# Intelligent Classification of IT Work Orders: Comparative Practice of TF-IDF and BERT Dual-Track Schemes

> A complete IT support work order classification project comparing the traditional TF-IDF+MLP baseline model with the BERT fine-tuning scheme. Through structured hyperparameter search and detailed performance analysis, it demonstrates the trade-offs between classical methods and deep learning in text classification tasks.

- 板块: [Openclaw Geo](https://www.zingnex.cn/en/forum/board/openclaw-geo)
- 发布时间: 2026-06-03T19:44:27.000Z
- 最近活动: 2026-06-03T19:54:32.738Z
- 热度: 163.8
- 关键词: 文本分类, BERT, TF-IDF, 工单分类, PyTorch, Transformer, ITSM, 超参数优化, 机器学习, 自然语言处理
- 页面链接: https://www.zingnex.cn/en/forum/thread/it-tf-idfbert
- Canonical: https://www.zingnex.cn/forum/thread/it-tf-idfbert
- Markdown 来源: floors_fallback

---

## [Introduction] Core Summary of Intelligent IT Work Order Classification: Comparative Practice of TF-IDF and BERT Dual-Track Schemes

This project addresses the work order classification problem in the IT Service Management (ITSM) domain, comparing the traditional TF-IDF+MLP baseline model with the BERT fine-tuning scheme. Through structured hyperparameter search and multi-dimensional performance analysis, it demonstrates the trade-offs between classical methods and deep learning in terms of performance, cost, interpretability, etc., providing a reference for model selection in real business scenarios.

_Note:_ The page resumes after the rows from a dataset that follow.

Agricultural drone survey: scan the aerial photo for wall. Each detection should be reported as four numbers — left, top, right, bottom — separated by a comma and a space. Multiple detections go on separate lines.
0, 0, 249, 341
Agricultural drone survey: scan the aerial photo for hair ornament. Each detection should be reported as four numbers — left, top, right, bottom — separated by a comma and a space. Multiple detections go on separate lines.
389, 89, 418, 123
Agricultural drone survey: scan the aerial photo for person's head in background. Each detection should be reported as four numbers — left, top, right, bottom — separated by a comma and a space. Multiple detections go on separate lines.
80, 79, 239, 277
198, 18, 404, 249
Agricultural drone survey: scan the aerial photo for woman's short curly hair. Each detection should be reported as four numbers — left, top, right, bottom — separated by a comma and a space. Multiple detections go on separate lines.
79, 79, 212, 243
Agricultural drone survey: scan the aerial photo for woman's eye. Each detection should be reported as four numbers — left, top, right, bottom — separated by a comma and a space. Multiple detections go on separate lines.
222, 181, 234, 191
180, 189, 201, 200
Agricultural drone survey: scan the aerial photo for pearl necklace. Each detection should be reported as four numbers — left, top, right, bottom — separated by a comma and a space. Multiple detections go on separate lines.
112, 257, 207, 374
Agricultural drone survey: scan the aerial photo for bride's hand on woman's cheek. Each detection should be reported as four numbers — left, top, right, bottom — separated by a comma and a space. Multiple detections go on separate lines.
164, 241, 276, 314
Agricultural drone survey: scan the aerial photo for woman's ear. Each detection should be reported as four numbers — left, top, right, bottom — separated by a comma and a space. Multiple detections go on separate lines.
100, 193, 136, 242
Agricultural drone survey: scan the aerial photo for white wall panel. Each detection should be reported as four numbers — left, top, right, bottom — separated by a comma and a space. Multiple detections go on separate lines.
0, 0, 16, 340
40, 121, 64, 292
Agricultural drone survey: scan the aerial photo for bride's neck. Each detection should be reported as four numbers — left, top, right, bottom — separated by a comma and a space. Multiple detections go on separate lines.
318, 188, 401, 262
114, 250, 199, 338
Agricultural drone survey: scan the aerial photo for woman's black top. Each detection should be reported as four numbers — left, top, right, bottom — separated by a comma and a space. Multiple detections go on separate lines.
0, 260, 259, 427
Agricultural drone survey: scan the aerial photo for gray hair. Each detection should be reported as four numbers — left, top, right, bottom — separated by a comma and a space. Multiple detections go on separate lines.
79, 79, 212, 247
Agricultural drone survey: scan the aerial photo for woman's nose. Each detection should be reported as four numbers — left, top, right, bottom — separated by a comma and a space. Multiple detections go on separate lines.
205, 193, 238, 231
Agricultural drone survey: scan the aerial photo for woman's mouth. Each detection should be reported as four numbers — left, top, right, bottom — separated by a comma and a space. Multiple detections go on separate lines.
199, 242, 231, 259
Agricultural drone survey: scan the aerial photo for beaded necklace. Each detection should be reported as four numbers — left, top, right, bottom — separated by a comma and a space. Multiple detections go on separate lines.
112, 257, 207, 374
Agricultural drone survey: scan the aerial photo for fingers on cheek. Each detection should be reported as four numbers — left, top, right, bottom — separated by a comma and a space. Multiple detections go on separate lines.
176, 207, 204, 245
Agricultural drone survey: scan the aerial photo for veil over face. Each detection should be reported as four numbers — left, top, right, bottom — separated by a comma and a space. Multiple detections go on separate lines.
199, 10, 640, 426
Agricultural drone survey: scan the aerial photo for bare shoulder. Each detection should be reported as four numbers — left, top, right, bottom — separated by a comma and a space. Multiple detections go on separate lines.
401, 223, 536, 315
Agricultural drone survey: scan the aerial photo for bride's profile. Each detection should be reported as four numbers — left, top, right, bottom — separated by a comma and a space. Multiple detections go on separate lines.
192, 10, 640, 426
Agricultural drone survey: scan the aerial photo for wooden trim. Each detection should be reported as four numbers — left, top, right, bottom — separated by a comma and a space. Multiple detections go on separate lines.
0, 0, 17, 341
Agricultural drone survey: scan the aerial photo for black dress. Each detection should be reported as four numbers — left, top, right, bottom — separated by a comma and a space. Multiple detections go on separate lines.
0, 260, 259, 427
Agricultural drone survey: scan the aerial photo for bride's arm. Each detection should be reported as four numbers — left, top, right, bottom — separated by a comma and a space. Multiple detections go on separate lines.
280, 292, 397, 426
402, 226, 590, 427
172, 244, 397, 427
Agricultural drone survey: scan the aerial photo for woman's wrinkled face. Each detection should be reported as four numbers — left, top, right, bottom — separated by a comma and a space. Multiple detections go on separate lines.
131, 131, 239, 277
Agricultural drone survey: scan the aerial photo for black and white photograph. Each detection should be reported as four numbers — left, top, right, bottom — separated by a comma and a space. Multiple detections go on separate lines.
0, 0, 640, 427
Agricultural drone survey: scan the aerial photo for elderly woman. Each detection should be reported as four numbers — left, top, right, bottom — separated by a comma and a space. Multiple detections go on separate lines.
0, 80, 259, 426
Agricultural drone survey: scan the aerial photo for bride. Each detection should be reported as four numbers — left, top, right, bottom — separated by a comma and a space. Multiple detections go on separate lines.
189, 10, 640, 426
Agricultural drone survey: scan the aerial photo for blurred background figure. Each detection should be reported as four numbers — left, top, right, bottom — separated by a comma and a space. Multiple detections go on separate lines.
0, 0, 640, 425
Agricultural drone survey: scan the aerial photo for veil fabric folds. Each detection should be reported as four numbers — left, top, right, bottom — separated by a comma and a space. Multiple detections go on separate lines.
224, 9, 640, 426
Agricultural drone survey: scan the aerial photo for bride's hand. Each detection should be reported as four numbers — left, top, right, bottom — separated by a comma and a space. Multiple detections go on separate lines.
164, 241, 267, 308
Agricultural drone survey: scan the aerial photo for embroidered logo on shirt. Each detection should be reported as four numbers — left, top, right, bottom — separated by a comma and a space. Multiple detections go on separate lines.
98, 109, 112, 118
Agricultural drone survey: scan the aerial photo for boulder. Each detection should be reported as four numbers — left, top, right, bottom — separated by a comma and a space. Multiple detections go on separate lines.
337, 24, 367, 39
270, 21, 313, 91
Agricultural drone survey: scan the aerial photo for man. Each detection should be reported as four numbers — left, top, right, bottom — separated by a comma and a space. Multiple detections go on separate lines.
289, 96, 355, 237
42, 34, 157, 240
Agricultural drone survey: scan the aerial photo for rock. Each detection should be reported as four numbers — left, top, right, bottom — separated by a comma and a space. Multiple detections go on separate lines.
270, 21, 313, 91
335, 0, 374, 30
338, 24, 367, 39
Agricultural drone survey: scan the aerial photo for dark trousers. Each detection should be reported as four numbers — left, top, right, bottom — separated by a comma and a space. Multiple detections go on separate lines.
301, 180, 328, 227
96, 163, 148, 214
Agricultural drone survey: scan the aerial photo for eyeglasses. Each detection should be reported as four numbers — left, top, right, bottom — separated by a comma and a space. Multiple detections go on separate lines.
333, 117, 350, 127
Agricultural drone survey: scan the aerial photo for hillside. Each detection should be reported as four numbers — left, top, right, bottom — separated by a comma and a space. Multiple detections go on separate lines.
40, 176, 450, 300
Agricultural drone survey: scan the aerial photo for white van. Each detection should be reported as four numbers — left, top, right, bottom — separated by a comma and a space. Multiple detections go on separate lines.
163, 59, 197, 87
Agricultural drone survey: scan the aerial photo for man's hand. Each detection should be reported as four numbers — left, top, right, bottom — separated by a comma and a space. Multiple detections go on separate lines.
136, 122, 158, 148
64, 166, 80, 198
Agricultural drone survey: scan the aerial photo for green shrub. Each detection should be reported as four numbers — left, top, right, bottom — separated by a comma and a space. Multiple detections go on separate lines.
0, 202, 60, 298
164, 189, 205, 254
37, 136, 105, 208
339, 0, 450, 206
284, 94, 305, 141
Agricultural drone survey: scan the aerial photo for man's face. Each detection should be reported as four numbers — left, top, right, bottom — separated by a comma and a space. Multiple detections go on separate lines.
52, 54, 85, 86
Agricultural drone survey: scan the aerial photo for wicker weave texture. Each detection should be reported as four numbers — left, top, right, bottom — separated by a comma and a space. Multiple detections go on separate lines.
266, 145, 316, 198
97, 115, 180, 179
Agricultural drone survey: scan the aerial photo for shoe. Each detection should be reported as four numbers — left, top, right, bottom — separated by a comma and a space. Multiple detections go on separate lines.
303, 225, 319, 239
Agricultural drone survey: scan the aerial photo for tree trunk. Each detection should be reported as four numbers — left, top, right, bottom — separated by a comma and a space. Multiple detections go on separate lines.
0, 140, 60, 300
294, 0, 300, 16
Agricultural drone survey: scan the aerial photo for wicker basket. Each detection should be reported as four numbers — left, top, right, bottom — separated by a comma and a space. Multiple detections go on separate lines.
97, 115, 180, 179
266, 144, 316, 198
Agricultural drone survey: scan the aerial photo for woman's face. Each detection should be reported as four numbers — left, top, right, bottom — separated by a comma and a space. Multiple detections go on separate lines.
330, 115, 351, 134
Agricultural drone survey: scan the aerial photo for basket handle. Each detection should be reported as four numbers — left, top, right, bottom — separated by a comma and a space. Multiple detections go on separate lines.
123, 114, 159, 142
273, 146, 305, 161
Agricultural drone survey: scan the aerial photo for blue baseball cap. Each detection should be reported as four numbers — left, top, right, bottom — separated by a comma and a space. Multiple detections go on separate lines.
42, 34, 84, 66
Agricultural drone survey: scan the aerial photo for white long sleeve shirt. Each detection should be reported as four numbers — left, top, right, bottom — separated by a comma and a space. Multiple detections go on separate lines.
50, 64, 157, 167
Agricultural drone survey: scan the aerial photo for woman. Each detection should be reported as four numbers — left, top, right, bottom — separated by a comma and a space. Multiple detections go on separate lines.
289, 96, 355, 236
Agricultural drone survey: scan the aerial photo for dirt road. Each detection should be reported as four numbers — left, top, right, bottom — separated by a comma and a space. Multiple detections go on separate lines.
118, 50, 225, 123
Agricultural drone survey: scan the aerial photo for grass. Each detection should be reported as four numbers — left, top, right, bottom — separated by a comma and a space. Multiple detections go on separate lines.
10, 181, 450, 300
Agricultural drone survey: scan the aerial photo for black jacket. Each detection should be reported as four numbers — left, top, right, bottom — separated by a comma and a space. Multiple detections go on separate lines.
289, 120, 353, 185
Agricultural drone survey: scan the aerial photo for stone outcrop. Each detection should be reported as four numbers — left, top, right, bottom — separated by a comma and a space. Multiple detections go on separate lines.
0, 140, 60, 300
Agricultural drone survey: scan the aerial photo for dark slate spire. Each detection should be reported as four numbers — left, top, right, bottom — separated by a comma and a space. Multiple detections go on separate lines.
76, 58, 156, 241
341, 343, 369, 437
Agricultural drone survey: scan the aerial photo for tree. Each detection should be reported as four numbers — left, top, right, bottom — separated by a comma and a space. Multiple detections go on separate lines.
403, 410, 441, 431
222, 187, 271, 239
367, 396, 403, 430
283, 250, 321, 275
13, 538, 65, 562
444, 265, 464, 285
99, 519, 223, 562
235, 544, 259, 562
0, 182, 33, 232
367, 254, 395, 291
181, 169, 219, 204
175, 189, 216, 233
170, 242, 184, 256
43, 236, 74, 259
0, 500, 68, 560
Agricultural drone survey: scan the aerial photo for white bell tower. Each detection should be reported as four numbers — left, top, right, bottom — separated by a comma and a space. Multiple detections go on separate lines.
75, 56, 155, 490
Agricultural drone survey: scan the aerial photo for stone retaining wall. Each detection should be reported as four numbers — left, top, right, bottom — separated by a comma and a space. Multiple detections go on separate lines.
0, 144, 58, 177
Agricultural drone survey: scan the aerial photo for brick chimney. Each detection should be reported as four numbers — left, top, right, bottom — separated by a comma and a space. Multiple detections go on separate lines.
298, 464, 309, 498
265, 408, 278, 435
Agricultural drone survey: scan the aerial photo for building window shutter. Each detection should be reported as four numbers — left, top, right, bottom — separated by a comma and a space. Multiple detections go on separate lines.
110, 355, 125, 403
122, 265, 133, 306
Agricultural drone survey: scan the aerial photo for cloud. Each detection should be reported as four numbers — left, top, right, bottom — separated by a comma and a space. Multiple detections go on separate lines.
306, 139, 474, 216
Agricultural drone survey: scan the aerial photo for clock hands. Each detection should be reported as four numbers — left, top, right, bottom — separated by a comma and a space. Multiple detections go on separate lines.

## Project Background and Dataset Feature Analysis

### Task and Constraints
Input is the text of IT work orders; output is four categories: Incident/Request/Problem/Change. Only the text body is used; data is imbalanced (Change category accounts for 10.8%); reproducibility is ensured.
### Dataset Features
Total of 11921 samples; after cleaning, body and type fields are retained. Since the Change category is a minority class in the distribution, macro F1 is used as the main evaluation metric.

## Design and Implementation of Two Classification Schemes

#### Scheme 1: TF-IDF+MLP Baseline
- Design philosophy: First establish a lightweight and interpretable baseline, then upgrade after exploring its potential
- Hyperparameter search: 6 configurations compared; the best is 15k features + wide network (512/256/128 neurons)
- Model architecture: TF-IDF vector → three fully connected layers (with Dropout) → Softmax output

#### Scheme 2: BERT Fine-tuning
- Pre-trained model: bert-base-uncased
- Experimental configuration: CUDA training, batch size 16, maximum sequence length 256, early stopping at the 7th epoch
- Model architecture: BERT encoder → classification head (4-class output)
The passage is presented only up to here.